Es wird eine große Herausforderung, allen Stimmen der Libyer Gehör zu verschaffen, um eine Demokratie zu errichten. Doch ein Sprecher des Übergangsrates erklärte inzwischen, man wolle bereits 30 Tage nach dem Sieg über das Gaddafi-Regime eine Übergangsregierung ernennen, die eine neue Verfassung ausarbeiten soll. In acht Monaten sollten dann Wahlen folgen. Der nationale Übergangsrat Libyens hat sich Großes vorgenommen. Er ist jedoch ein Rat, von dem nur wenig bekannt ist. Lediglich 13 Namen wurden bisher veröffentlicht, die restlichen 27 werden immer noch geheimgehalten. Aus Sicherheitsgründen, wie der Rat verlauten ließ.

Vorsitzender des Exekutivrates ist der Politikwissenschaftler und Ökonom, Mahmoud Jibril. Der ehemalige Leiter des Nationalen Ausschusses für Wirtschaftliche Entwicklung, der zuvor viele Jahre in Pittsburgh gelebt hatte, pflegt gute Kontakte zu diversen amerikanischen Regierungsinstitutionen. Als Zuständiger für auswärtige Angelegenheiten wirbt er unter anderem für die offizielle Anerkennung des nationalen Übergangrates.

Repräsentant des Übergangrates ist der ehemalige Justizminister al-Dschalil. Er gilt als konservativ-frommer Muslim und als ein Rebell der ersten Stunde. Schon während seiner Amtszeit hatte er vor allem durch Entscheidungen gegen die offizielle Doktrin des Regimes von sich reden gemacht.

Zum späteren politischen Verhängnis für den Übergangsrat könnte die Rolle des Khalifa Haftar werden. Als Oberst der libyschen nationalen Befreiungsarmee war Haftar maßgeblich am Sturz des Gaddafi-Regimes beteiligt. Er selbst wird jedoch oftmals aufgrund seinen Verbindungen zur CIA als Marionette Amerikas bezeichnet. Anfang März, pünktlich zur Revolution, wurde Haftar aus den USA eingeflogen und stellte sich bereits Tage darauf als neuer Militärchef des libyschen Übergangsrates vor, was zu heftigen Konflikten mit Teilen des Übergangrates führte. Der ehemalige Innenminister, Abdel Junis, der diesen Posten zu der Zeit innehatte, wurde kurz darauf, am 28. Juli, von Unbekannten ermordet.
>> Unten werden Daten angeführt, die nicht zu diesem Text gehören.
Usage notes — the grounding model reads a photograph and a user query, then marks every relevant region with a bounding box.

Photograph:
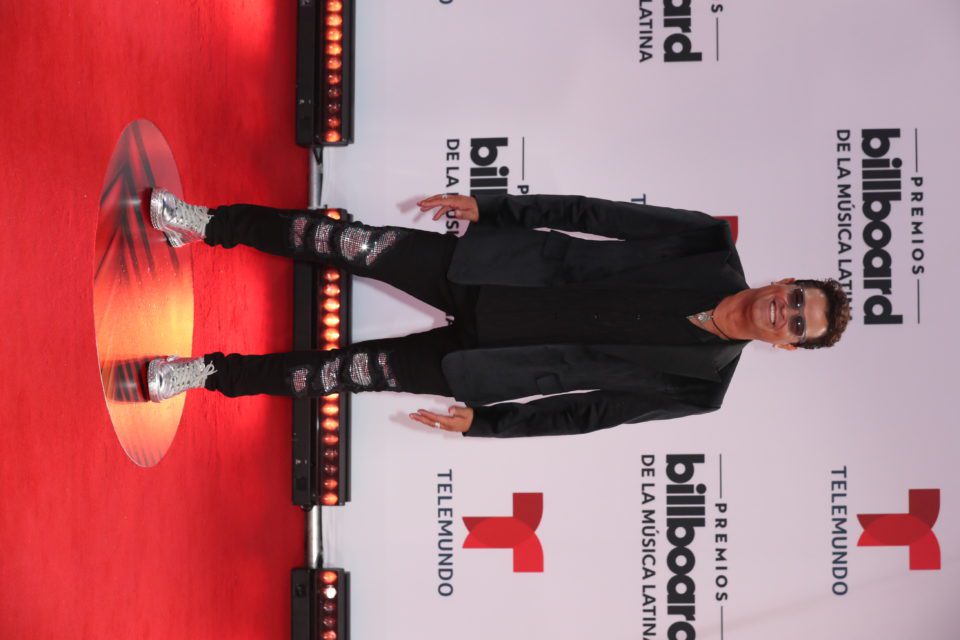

Ebenfalls fragwürdig ist die Rolle des Mussa Kussa, ehemaliger Chef des Auslandsgeheimdienstes und Außenminister. Er galt als eine der einflußreichsten politischen Persönlichkeiten Libyens. Berichten zufolge soll er seit Oktober 2001 ebenfalls für die CIA und den MI6 gearbeitet haben und während der Revolution bei der Findung von Bombenzielen geholfen haben.

Die Geheimhaltung aller Mitglieder angesichts solcher Biographien scheint taktisch gut durchdacht, zumal sie die Aussagen Gaddafis, der die Aufstände als einen durch den Westen initiierten Bürgerkrieg bezeichnete, in ein neues Licht  stellen. Neue Informationen, die solches belegen würden, könnten das drohende Machtvakuum verstärken und islamischen Extremisten, die sich ebenfalls unter den Rebellen befinden, Auftrieb bescheren. Es bleibt also abzuwarten, wie sich die Lage in Libyen entwickelt und ob es dem Übergangsrat gelingt, eine Demokratie zu errichten, bevor das Land im Chaos versinkt.